After updating that examples repo, I guess if I had an aesthetic preference between pair() and pair_s_i() it’d be for the s_i variant since I can’t shake the “first thing is a string” mindset for today’s Template.args. (But they’re all just fine!)

guido · December 21, 2024, 5:37pm

Yeah, I agree that just args is easier to use. It’s just that it’s harder to type statically — you end up having to use a runtime type check.

Also if you want just the strings it’s expensive to extract those from args, unless you have access to .strings as well. (args[::2] stills has the union type).

guido · December 21, 2024, 7:38pm

The thread is too long to try and dig up evidence, but IIRC I came up with the “interpolation first” idea in response to super-type-safe proposals where it was proposed to move the final string out of the loop, e.g.

for string, interp in tmpl.pairs:
    process_string(string)
    process_interp(interp)
process_string(tmpl.final_string)

This was flagged as a potential bug magnet because it’s easy to forget that final call (and I agree that it’s very awkward). I think the first response was to have the final string be included as a (string, None) tuple, which somehow still felt awkward (I don’t recall why) so I proposed to move the special case to the first (interp, string) tuple.

But to be honest, my heart isn’t into the type-safe solutions that much. I’d prefer args to produce strings and interpolations, leaving out empty strings – that’s how I personally apparently think about f-strings and t-strings. But the other PEP authors (presumably influenced by the previous discussion thread) seem to feel strongly about strictly alternating.

The worst of all worlds IMO would be to make args strictly alternating in the implementation without specifying that – in practice people use what works, not what the spec says, so if the implementation alternates (which is trivial to assess by observing its actual behavior), people will code according to that, regardless if the spec says in’s not guaranteed.

I’d be okay with having an args (specified either way) and separate strings (a tuple of tuples) and interpolations (a tuple of interpolations).

dkp · December 21, 2024, 9:29pm

FWIW: aesthetically I prefer walking over .args and type checking over either of the pairs() approaches – but I don’t think any of the three are bad, especially given that writing code to process templates (rather than calling code that processes them) is the uncommon case.

This said, the fact that the pairs() approaches hide args entirely and save us from specifying alternation outright seems like a win.

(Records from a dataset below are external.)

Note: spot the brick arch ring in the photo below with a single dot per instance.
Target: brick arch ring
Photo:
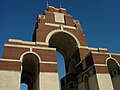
(59, 30)
(29, 52)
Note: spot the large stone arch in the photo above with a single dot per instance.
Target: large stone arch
(30, 70)
(66, 43)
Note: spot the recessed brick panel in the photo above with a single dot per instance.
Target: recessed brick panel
(10, 65)
(44, 67)
(13, 52)
(101, 69)
(46, 55)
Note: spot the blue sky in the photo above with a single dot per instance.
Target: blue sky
(100, 20)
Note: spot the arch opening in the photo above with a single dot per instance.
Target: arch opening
(67, 46)
(61, 65)
(23, 86)
(114, 71)
(86, 82)
(30, 71)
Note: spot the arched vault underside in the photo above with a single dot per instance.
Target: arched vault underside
(64, 43)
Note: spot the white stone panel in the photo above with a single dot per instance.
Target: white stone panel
(104, 82)
(59, 17)
(81, 86)
(10, 80)
(93, 83)
(49, 81)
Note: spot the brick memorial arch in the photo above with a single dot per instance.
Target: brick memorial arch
(34, 63)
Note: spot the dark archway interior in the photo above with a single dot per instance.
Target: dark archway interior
(67, 46)
(30, 71)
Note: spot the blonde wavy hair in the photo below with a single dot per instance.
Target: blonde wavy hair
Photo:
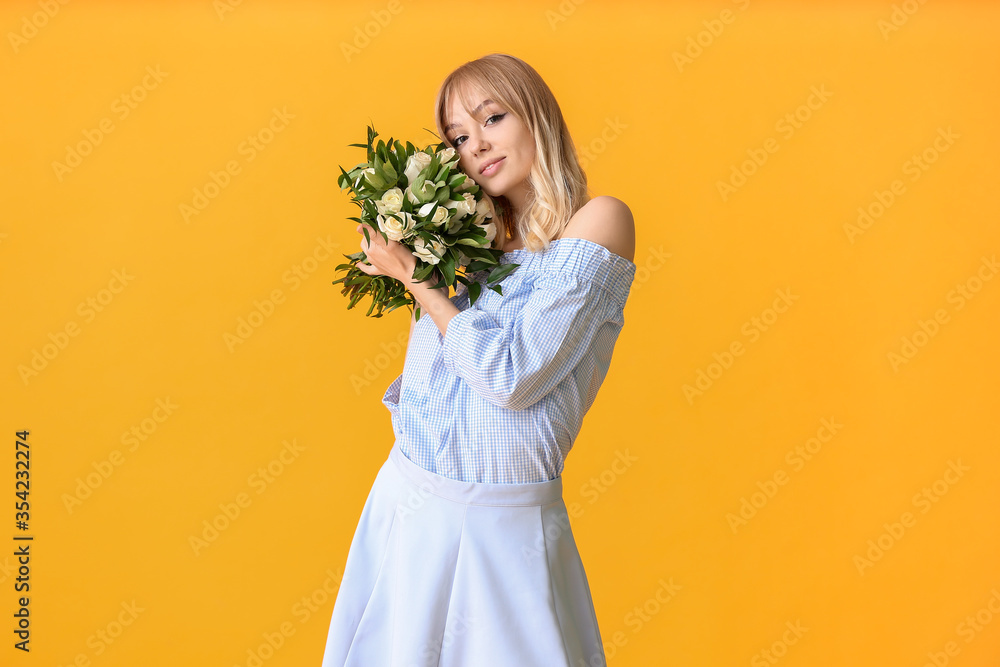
(557, 182)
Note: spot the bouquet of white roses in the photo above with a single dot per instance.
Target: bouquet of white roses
(421, 199)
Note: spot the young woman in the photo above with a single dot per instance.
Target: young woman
(463, 555)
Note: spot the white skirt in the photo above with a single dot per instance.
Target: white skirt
(445, 573)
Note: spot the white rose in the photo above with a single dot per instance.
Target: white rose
(466, 206)
(484, 209)
(415, 164)
(421, 250)
(395, 229)
(440, 213)
(490, 229)
(391, 201)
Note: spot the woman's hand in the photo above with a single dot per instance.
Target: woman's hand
(390, 258)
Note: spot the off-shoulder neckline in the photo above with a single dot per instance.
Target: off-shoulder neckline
(593, 244)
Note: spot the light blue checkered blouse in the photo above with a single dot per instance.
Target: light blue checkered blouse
(501, 396)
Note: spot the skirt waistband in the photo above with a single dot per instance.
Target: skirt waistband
(477, 493)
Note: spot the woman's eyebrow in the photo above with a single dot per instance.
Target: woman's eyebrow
(474, 112)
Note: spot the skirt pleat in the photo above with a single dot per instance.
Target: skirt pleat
(444, 573)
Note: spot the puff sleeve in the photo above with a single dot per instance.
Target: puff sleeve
(514, 365)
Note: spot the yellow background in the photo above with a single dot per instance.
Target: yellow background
(660, 136)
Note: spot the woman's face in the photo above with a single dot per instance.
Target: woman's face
(492, 135)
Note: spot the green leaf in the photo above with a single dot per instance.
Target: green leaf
(474, 291)
(501, 272)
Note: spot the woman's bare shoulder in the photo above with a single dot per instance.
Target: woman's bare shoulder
(608, 221)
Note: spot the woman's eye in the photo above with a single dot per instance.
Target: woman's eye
(457, 142)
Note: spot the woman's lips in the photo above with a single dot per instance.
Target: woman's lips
(492, 168)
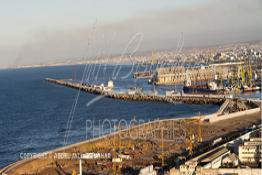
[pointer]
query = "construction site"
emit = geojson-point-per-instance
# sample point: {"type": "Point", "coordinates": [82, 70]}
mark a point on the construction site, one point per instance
{"type": "Point", "coordinates": [161, 143]}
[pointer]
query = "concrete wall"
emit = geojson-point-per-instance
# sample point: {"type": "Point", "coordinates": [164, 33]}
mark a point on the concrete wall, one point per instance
{"type": "Point", "coordinates": [215, 118]}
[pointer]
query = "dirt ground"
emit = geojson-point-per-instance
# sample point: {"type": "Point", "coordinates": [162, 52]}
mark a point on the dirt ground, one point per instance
{"type": "Point", "coordinates": [141, 152]}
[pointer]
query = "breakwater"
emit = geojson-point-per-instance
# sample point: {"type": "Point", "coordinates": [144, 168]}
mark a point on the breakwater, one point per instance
{"type": "Point", "coordinates": [184, 98]}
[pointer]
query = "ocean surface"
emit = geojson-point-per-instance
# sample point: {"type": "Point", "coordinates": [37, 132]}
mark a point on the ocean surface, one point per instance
{"type": "Point", "coordinates": [34, 113]}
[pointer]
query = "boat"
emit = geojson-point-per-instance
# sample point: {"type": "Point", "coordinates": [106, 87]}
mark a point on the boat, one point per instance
{"type": "Point", "coordinates": [250, 89]}
{"type": "Point", "coordinates": [207, 88]}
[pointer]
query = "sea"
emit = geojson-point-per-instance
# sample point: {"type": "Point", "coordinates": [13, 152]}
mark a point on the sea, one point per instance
{"type": "Point", "coordinates": [35, 114]}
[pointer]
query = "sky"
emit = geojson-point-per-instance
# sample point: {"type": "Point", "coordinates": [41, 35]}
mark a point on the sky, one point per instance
{"type": "Point", "coordinates": [34, 31]}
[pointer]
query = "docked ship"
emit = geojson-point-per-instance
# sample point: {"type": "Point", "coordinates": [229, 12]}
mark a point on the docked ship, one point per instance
{"type": "Point", "coordinates": [207, 88]}
{"type": "Point", "coordinates": [250, 89]}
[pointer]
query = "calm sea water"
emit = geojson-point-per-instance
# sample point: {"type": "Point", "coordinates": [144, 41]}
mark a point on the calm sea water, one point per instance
{"type": "Point", "coordinates": [34, 113]}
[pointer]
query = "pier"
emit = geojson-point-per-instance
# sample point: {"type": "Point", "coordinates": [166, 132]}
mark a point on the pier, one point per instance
{"type": "Point", "coordinates": [174, 98]}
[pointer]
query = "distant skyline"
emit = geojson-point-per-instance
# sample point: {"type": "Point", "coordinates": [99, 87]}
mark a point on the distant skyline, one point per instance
{"type": "Point", "coordinates": [34, 31]}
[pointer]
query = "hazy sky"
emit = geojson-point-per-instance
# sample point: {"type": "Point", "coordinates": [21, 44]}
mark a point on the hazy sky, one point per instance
{"type": "Point", "coordinates": [34, 31]}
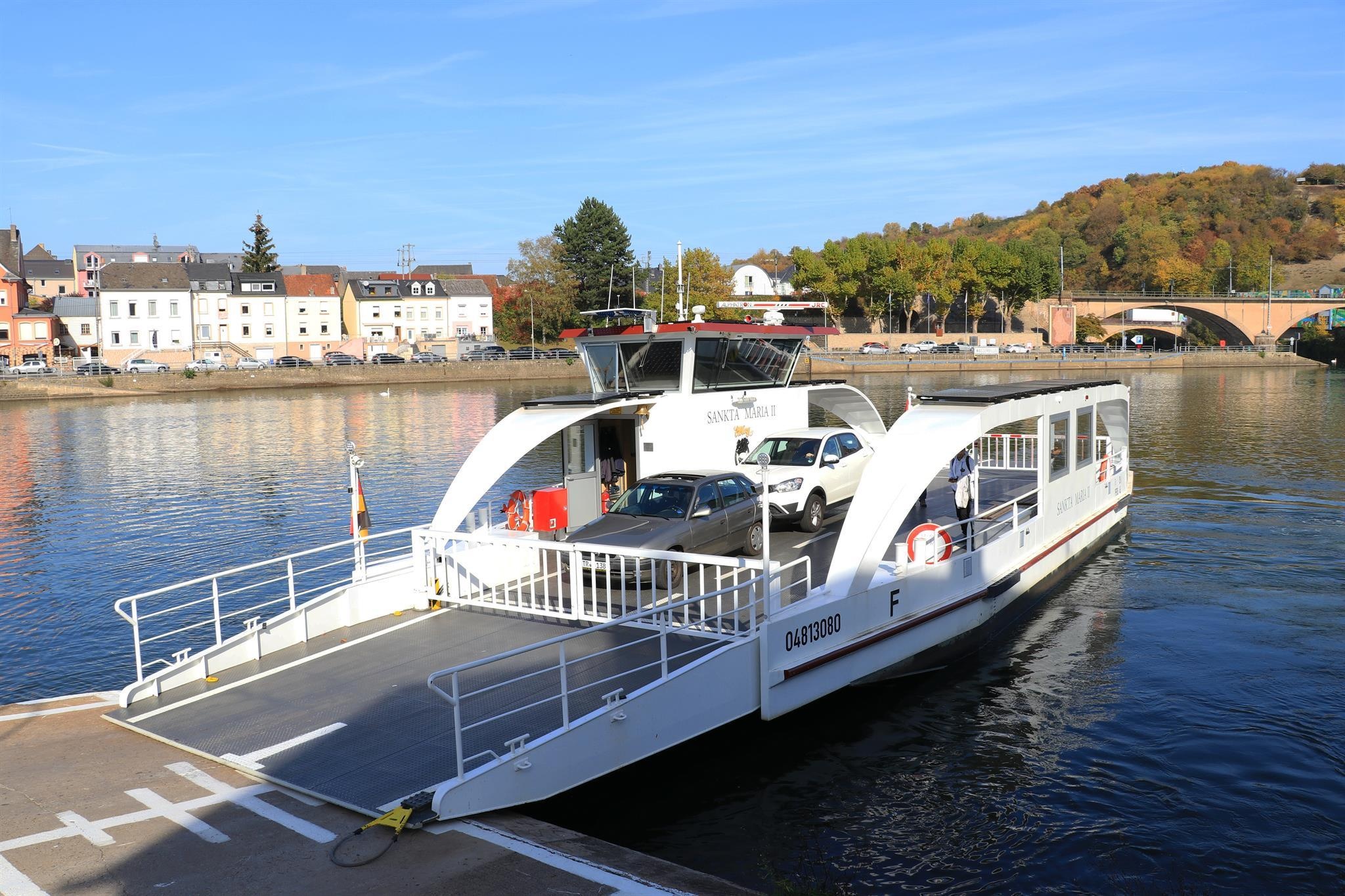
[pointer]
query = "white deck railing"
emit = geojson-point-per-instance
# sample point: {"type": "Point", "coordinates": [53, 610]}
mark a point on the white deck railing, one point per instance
{"type": "Point", "coordinates": [545, 696]}
{"type": "Point", "coordinates": [210, 609]}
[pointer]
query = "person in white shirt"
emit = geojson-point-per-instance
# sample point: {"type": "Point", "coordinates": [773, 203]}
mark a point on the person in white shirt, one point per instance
{"type": "Point", "coordinates": [959, 475]}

Maybe it’s worth stepping back a little?

Looking at javascript-land, tagged template functions are typed as tag(strings: TemplateStringsArray, ...values: Any) -> Any. Javascript guarantees strings is length n+1, where n is the length of values. strings so structured is very commonly used as a cache key by developers.

In a different direction, following the thread of “let’s just have args but not have alternation”. Some consequences:

Template equality is no longer tied to args. That is, assert t"hello " + t"world" == t"hello world" should probably still hold, but presumably in one case args is ("hello ", "world") and in the other case, args is ("hello world",) Under the hood, __eq__ will still need to coalesce neighboring strings. Also as an implementation detail, it can decide to use or drop empty strings.
The collection of strings culled from tuple(s for s in template.args if isinstance(s, str)) is no longer a useful cache key. For instance, if we’re dropping empty strings, it will be () for t"{foo}" and t"{foo}{bar}". Or if we aren’t dropping empty strings, it will be ("hello", "") for t"hello" + t"" and ("hello",) for t"hello" even those ideally result in the same key. Developers will need to implement coalescing and alternation themselves in order to derive a useful key. (Or we’d need to provide a separate strings that has this property.)

I don’t love either of these outcomes.

guido · December 21, 2024, 10:07pm

What’s wrong with letting + do the work instead of ==?

dkp · December 21, 2024, 10:08pm

But we can construct templates directly too. Shouldn’t assert Template(“hello “, “world”) == Template(“hello world”) hold as well?